Especially, detailed knowledge about fluctuating hull pressure was lacking in the GL recommendation, which is the relevant load on a bow visor.
Moreover, the fatigue regulations of Germanischer Lloyd (Vol. 1 /1978, Section 19) refer to numbers of loads higher than those derived from the operation history of the vessel (see comments on section 15.2).
From the present state of knowledge it can be concluded that with the number of load cycles estimated in section 15.2 of the final report fatigue cracking in the bow visor structure and attachments appear unlikely under regular conditions.
The fact that fatigue cracks have been found in load carrying parts of the visor structure (see report H. Hoffmeister September 1996) indicates maintenance conditions, which differ from those assumed in the initial design. Bad maintenance conditions as damaged or missing rubber sealings and pre-deformations lead to additional fatigue loading, e.g. due to rattling of the visor during opening /closing operations and in seaway.
The Rules of Bureau Veritas did not contain regulations or recommendations for a fatigue life assessment at the design period of MV "ESTONIA".

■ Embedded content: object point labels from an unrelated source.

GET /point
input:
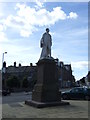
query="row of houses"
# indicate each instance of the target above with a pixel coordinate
(65, 77)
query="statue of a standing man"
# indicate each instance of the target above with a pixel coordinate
(46, 43)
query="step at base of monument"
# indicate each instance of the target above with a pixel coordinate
(46, 104)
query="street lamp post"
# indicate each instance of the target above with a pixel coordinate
(3, 59)
(3, 71)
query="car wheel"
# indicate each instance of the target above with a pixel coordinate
(64, 97)
(87, 98)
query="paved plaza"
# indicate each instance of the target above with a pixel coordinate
(76, 109)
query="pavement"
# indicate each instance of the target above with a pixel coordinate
(76, 109)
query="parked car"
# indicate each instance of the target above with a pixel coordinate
(77, 93)
(5, 92)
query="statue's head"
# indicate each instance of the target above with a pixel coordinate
(47, 29)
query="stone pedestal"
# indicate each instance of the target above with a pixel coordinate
(46, 91)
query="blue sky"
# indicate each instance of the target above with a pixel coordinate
(22, 25)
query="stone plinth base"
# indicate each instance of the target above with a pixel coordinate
(46, 104)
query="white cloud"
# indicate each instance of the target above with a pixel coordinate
(39, 3)
(27, 18)
(72, 15)
(3, 37)
(80, 64)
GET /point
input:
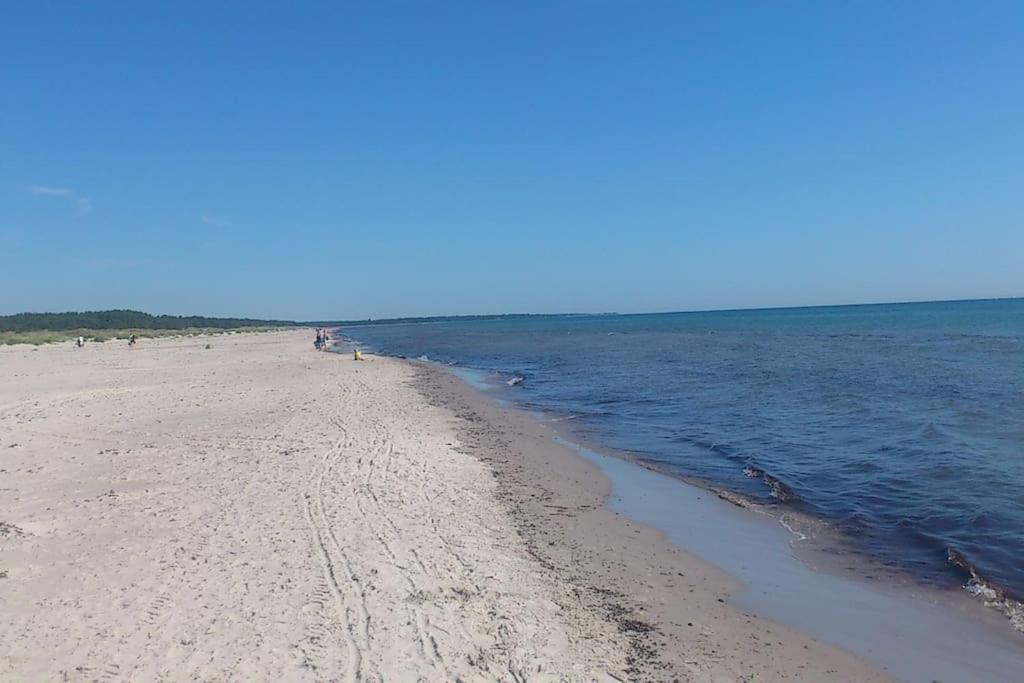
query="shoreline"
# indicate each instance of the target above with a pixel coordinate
(673, 605)
(940, 650)
(251, 508)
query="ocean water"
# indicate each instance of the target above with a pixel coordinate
(901, 426)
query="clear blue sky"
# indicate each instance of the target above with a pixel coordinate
(351, 160)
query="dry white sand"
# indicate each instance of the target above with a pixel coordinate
(259, 511)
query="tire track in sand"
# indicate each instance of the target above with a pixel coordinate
(343, 586)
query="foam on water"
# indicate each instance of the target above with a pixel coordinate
(900, 426)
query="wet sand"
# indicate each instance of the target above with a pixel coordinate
(259, 511)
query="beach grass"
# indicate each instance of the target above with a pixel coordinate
(40, 337)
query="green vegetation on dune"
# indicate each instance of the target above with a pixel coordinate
(38, 337)
(102, 325)
(108, 321)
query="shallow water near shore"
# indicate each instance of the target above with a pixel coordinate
(914, 631)
(898, 425)
(925, 635)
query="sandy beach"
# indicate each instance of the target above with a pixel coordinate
(259, 511)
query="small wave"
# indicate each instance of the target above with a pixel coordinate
(779, 491)
(991, 595)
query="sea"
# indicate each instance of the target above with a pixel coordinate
(898, 426)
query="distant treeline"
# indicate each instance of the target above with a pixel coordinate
(124, 319)
(446, 318)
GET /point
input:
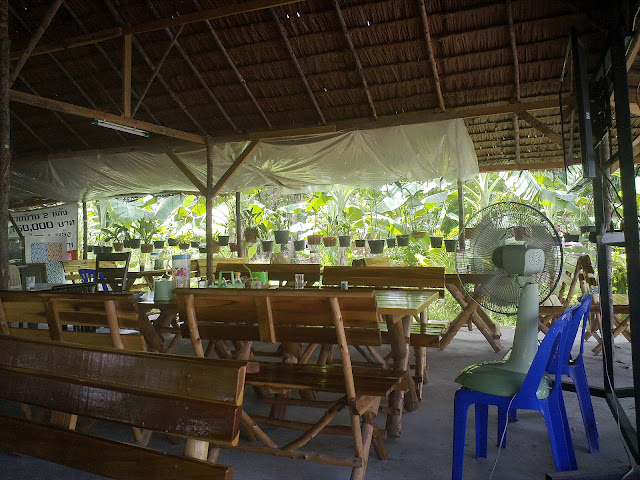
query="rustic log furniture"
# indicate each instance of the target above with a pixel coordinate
(192, 398)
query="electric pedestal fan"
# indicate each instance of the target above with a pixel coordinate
(512, 258)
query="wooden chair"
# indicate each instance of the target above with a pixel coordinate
(283, 273)
(114, 267)
(423, 333)
(301, 317)
(186, 396)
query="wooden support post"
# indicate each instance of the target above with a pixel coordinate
(5, 153)
(35, 38)
(209, 206)
(460, 213)
(238, 224)
(85, 230)
(126, 75)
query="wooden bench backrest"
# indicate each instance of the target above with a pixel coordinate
(279, 272)
(187, 396)
(421, 277)
(279, 315)
(58, 309)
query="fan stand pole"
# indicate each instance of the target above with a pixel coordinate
(525, 338)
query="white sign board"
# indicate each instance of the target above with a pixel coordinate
(55, 221)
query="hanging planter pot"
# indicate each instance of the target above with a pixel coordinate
(281, 236)
(251, 235)
(403, 240)
(330, 241)
(451, 245)
(376, 246)
(436, 242)
(314, 239)
(571, 237)
(267, 246)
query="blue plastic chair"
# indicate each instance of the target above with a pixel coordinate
(574, 369)
(87, 275)
(531, 391)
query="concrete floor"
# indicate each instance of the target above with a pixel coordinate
(424, 449)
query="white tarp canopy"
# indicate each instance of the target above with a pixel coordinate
(357, 158)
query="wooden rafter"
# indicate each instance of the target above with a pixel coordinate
(126, 76)
(537, 124)
(199, 16)
(35, 38)
(294, 59)
(57, 115)
(233, 66)
(30, 130)
(356, 58)
(109, 61)
(156, 70)
(432, 57)
(63, 107)
(246, 153)
(116, 15)
(196, 72)
(187, 171)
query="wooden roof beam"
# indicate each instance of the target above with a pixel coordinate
(294, 59)
(160, 24)
(57, 115)
(537, 124)
(356, 58)
(246, 153)
(187, 171)
(116, 15)
(63, 107)
(233, 66)
(109, 61)
(196, 72)
(35, 38)
(432, 58)
(30, 130)
(156, 71)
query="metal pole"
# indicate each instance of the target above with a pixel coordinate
(629, 204)
(209, 204)
(5, 135)
(238, 224)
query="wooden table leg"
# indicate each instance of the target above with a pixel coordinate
(400, 355)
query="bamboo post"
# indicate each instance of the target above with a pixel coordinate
(5, 154)
(209, 205)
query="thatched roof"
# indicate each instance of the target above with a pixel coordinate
(238, 73)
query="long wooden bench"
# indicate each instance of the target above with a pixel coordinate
(185, 396)
(295, 317)
(423, 333)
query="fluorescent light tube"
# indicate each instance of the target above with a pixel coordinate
(121, 128)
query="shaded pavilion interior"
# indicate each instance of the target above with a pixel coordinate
(273, 69)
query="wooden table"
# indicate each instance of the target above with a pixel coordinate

Also, no IACS (International Association of Classification Societies) unified requirements with regard to fatigue assessment existed at that time. Today, a Working Group within IACS is working on such unified requirements.
15.12 Comparison of design requirements and actual installation
An ultimate failure load of 3 MN per attachment for a design load level of 1 MN and a simplified analysis is quoted in the report. It has to be stated that design against ultimate load has not been and is still not a standard procedure for the attachments in question as well as for most other ship structures.
No figures for permissible stresses seem to have been quoted by Bureau Veritas for bow visor attachments at the time of the vessel's design (see suppl. No. 205 and 206).
Actual safety factors of ultimate against design load were between about 1.6 (side lock) and 7 (deck hinges) in the present case. As already explained in the comments to sections 15.1 and 15.10 of the Commission's Report, the safety factors between ultimate load and most probable load under accident conditions are considerably higher.
15.13 Class and administration implementation require-ments
The Commission finds it unacceptable that retroactive upgrading of existing ships has generally been considered unacceptable within the shipping industry and that this attitude has been accepted by IMO as well as classification societies even in cases of serious safety implications.
Although not quoted in the Commission Report it is emphasized that such retroactive measures cannot be at the responsibility of the building yard, which usually will not be informed by shipowners of damages occurring when the guarantee period has expired.
Conclusions
The sections of the final report of the Joint Accident Investigation Commission commented in this contribution are based on a number of individual investigations. Most of these are carried out according to the present state of knowledge and analysis methods.
However, the results involve large uncertainties, especially with regard to the loads on the bow visor at the time of the accident.
Moreover, the report contains misinterpretations and neglects possible influence factors on the visor failure such as maintenance conditions of the structures in question and pre-existing damage.